The Anachronicles, by George McWhirter

The Anachronicles

by George McWhirter

$15.95

  • Spring 2008
  • ISBN 978-1-55380-054-5 (1-55380-054-0)
  • 6″ x 9″ Trade Paperback, 126 pages
  • Poetry




The Anachronicles is a collection of unusually rich poems that are both proto- and post-colonial. The title itself — melding the two words “anachronism” and “chronicle” — points to how the poems explore events and exchanges in one place from two points in time.

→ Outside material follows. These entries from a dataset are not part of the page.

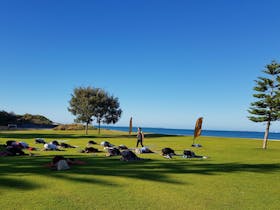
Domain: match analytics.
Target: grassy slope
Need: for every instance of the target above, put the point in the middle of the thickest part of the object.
(238, 175)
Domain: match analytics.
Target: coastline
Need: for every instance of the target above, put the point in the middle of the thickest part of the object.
(207, 133)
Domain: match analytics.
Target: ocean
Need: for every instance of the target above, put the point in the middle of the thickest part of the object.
(189, 132)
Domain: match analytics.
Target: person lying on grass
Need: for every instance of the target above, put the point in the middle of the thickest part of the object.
(190, 154)
(128, 155)
(167, 152)
(59, 163)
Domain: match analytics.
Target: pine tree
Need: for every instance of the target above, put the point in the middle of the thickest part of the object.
(267, 107)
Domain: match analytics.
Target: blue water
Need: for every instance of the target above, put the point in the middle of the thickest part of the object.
(189, 132)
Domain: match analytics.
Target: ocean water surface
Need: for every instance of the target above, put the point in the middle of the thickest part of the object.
(189, 132)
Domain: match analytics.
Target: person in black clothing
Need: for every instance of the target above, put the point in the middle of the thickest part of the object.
(140, 137)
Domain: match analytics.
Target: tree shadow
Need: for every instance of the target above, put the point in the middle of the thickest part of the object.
(150, 170)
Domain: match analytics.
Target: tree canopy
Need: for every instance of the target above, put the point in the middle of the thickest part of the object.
(267, 106)
(88, 103)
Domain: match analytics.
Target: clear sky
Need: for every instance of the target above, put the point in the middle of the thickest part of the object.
(168, 62)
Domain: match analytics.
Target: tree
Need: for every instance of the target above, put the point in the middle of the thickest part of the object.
(267, 107)
(109, 111)
(89, 103)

The place itself is La Audiencia Beach in Mexico. Instead of portraying history only from the present looking backwards, McWhirter also has the past looking forward to foresee and comment on what is to happen as a result of the early exploration. Here, Hernán Cortés and his Lieutenant-Conqueror of Colima, Sandoval, appraise the antics of Bo Derek and other stars as they make the movie 10 — on the same beach where four hundred years earlier their crews built three brigantines to explore what is now called the Sea of Cortez.

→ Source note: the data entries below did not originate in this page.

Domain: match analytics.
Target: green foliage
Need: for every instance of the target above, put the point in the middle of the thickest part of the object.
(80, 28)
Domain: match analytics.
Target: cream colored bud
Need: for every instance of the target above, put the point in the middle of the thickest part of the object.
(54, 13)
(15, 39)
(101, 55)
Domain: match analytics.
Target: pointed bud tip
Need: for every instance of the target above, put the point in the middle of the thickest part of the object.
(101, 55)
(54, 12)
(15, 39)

The verse-logs then follow explorer Don Caamaño and his successors up the Pacific Coast to where John McKay (aka Sean McKoy), an Irishman, was left to recuperate from a sickness among the Nootka/Nuu-chah-nulth on Vancouver Island. The final poem, “Hops,” retells the Irish legend of the goddess Liadan and the poet Cuirithir, whose voices travel to one another from Canada and Ireland. The dialogue travels from the end of the last millennium to the 1950s, highlighting their present-day divided Christian-pagan roles as mortal man and woman in holy orders.

Reviews:

“In The Anachronicles, with an ear alert to the music in words and the power of the decasyllabic line, George McWhirter uses his fertile imagination and firm grasp of Shakespearean blank verse to do what poetry must always do — make history strange. The result is a wonderfully crazy romp through then and now.”
—Gary Geddes

“No one other than George McWhirter could have conceived of such an inspired, wacky project — in which eras fold together and high and pop culture collide — and executed it with such verve. McWhirter’s inimitable imagination, dramatic flair, and dazzlingly rich vocabulary are here in full force. To read The Anachronicles is to be surprised from one line to the next by quick-witted brilliance, memorable imagery, and leaps from the sublime to the — perfectly — ridiculous.”